Singapore-based capital accounted for 30% of total foreign direct investments into Vietnam
According to Savills, the SEZ is placed to benefit one of the most from this necessity because of its reasonable costs and important distance to global ports.
“As one of Vietnam’s biggest foreign investors, Singapore has helped to the rapid development of infrastructure, modern technology and services in Vietnam, proactively joining different markets like realty, retail, manufacturing and renewable resource,” says Sally Tan, senior managing director and chief of client solutions at Savills Singapore.
Covering the very first 9 months of 2024, outbound Singapore-based capital into Vietnam accounted for $9.91 billion (30%) of the $33.2 billion in foreign direct investments (FDI) right into Vietnam, according to a market review by Savills.
He adds that foreign financial investments into Vietnam’s commercial property market are concentrated in the nation’s North Economic Zone (NEZ) and South Economic Zone (SEZ). The NEZ consists of districts like Bac Ninh and Hai Phong whilst the SEZ covers Ho Chi Minh City, Binh Duong, and Dong Nai.

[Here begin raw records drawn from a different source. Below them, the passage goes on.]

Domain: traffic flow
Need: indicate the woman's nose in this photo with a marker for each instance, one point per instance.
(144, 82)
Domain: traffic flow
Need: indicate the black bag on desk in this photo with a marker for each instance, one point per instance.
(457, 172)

“Over 44% of new FDI financing going into real estate production in 9M2024 went into value-added goods including electronics and electric equipment, that completely emphasises Vietnam’s change up the value chain”, said John Campbell, executive and head of industrial companies at Savills Vietnam.

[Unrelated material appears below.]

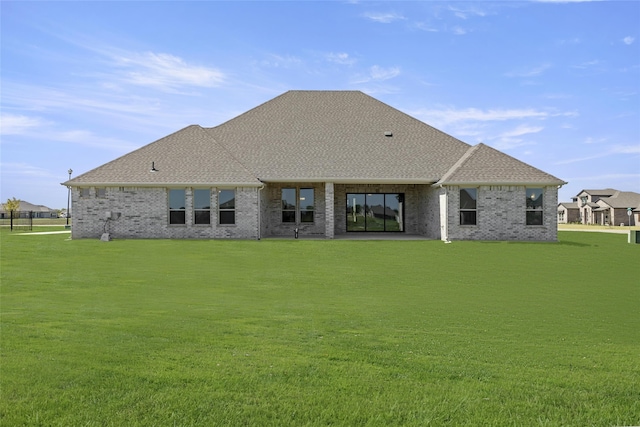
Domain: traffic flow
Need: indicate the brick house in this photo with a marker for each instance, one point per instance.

Another key development industry for Vietnam is information centres, driven by the expansion of the digital economy in Asia. Savills valued Vietnam’s data centre market at over $917 million, since end-2023. The consultancy projects that this sector can grow to $1.87 billion by 2029, sparked by the need for cloud computing, 5G and IoT technologies that depend on data centre infrastructure. Vietnam’s high internet infiltration among its neighborhood people will certainly also contribute to this demand.
Need for warehousing and ready-built industrial spot has in addition surged due to the country’s sturdy shopping market. Ready-built manufacturing facility and storage facility number improved 31% y-o-y in 2024, with occupancy rates exceeding 80% in significant industrial zones.
Investment into real estate manufacturing projects accounted for 63% of FDI into Vietnam, focus on high value markets like electronics, automobile parts, semiconductors, and eco-friendly technology captivating offshore investment.